The Kaplan–Meier survival curves for severe hypoglycaemia in patients with and without MI/HFrEF are shown in Figure S1. The incidence of severe hypoglycaemia was not significantly different between patients on and not on β‐blockers. Similar results were found after multivariable adjustment.
4. DISCUSSION
In the present study using BARI 2D trial data, various analyses of patients with type 2 diabetes and CHD showed that the use of β‐blockers in those with MI/HFrEF was associated with a decreased risk of all‐cause, cardiovascular and cardiac mortality, whereas the use of β‐blockers in those without MI/HFrEF was not associated with these mortalities. Among patients with MI/HFrEF, all‐cause mortality in patients who received intensive medical therapy alone for CHD was significantly lower in those on β‐blockers than in those not on β‐blockers. This was not, however, the case in patients who had undergone coronary revascularization. In addition, the incidence of major cardiovascular events in patients without MI/HFrEF was not significantly different in those on and not on β‐blockers. The incidence of severe hypoglycaemia did not differ significantly regardless of the whether or not patients were on β‐blockers in the glycaemic control strategy of the BARI 2D study.

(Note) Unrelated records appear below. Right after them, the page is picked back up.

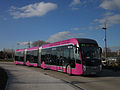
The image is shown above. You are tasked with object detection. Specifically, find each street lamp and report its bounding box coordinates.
[102,23,107,59]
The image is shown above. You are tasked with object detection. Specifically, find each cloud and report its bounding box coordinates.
[95,14,120,28]
[10,2,57,19]
[72,27,80,31]
[17,41,32,45]
[70,0,80,7]
[47,31,84,43]
[100,0,120,10]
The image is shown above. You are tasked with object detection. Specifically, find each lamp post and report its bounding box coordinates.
[102,23,107,59]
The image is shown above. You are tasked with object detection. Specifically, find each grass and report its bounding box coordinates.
[0,68,8,90]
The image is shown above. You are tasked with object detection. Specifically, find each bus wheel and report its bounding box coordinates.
[66,65,72,76]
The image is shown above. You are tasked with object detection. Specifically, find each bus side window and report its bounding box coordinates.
[75,48,81,64]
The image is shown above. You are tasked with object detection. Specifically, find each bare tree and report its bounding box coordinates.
[32,40,49,47]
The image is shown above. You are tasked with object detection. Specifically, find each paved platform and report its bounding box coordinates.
[0,62,78,90]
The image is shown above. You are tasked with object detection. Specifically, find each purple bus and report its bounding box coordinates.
[25,47,39,67]
[14,38,102,75]
[14,49,25,65]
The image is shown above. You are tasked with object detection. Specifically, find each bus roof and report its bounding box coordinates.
[77,38,98,45]
[27,46,39,51]
[42,38,78,48]
[16,49,25,52]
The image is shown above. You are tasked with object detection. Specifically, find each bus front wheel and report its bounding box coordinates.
[66,65,72,76]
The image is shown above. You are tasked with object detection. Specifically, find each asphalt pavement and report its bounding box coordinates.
[0,62,81,90]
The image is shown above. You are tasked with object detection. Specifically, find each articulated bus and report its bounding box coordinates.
[15,38,102,75]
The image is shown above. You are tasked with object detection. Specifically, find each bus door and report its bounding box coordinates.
[57,47,64,72]
[38,47,42,67]
[23,49,27,65]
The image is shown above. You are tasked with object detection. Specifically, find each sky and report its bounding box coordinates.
[0,0,120,50]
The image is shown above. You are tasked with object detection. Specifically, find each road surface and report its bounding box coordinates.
[0,62,79,90]
[0,63,120,90]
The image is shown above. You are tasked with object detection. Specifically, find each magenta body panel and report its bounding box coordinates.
[41,38,83,75]
[42,38,78,48]
[26,47,39,67]
[14,49,25,65]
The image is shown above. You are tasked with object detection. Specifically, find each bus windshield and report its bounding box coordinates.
[81,46,100,60]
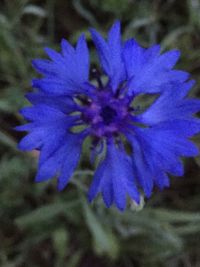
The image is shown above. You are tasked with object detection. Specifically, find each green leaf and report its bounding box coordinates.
[82,198,119,259]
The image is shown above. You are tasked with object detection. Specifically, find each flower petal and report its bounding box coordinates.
[88,143,139,210]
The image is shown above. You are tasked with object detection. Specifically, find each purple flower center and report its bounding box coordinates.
[100,106,117,125]
[78,89,132,138]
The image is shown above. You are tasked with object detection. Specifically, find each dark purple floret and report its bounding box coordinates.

Current guidelines recommend the use of β‐blockers in patients with CHD.7, 8, 9, 10 Indeed, previous studies have shown the effectiveness of β‐blockers in patients with MI.22 In addition, several studies have reported the beneficial effects of β‐blockers in patients with diabetes with MI and those with left ventricular systolic dysfunction.23, 24 However, evidence regarding the efficacy of β‐blockers has never been demonstrated in all patients with stable CHD. Moreover, there are few studies reporting the efficacy of β‐blockers in patients with diabetes and CHD who had undergone coronary revascularization or intensive medical therapy alone. In the present study, all‐cause mortality in patients with diabetes and CHD who had a history of MI/HFrEF, particularly in those who received intensive medical therapy alone for CHD, was significantly lower in patients on β‐blockers than in those not on β‐blockers; however, among patients without MI/HFrEF, all‐cause mortality did not differ significantly between those on and not on β‐blockers. Although β‐blockers might have the cardioprotective effects in patients with diabetes and CHD, the disadvantages of β‐blockers, such as metabolic adverse effects and weight gain,12, 25 might be equal to the positive effects of β‐blockers. In addition, based on the results of the present study, a target HbA1c level of <7.0% might be safe in patients on β‐blockers; however, because the incidence of hypoglycaemia may be higher in real‐world settings compared with clinical trial settings with careful patient selection and close monitoring,26 the disadvantages of β‐blockers may become more evident in normal clinical practice. Further studies are needed to show the association between β‐blocker use and hypoglycaemia risk.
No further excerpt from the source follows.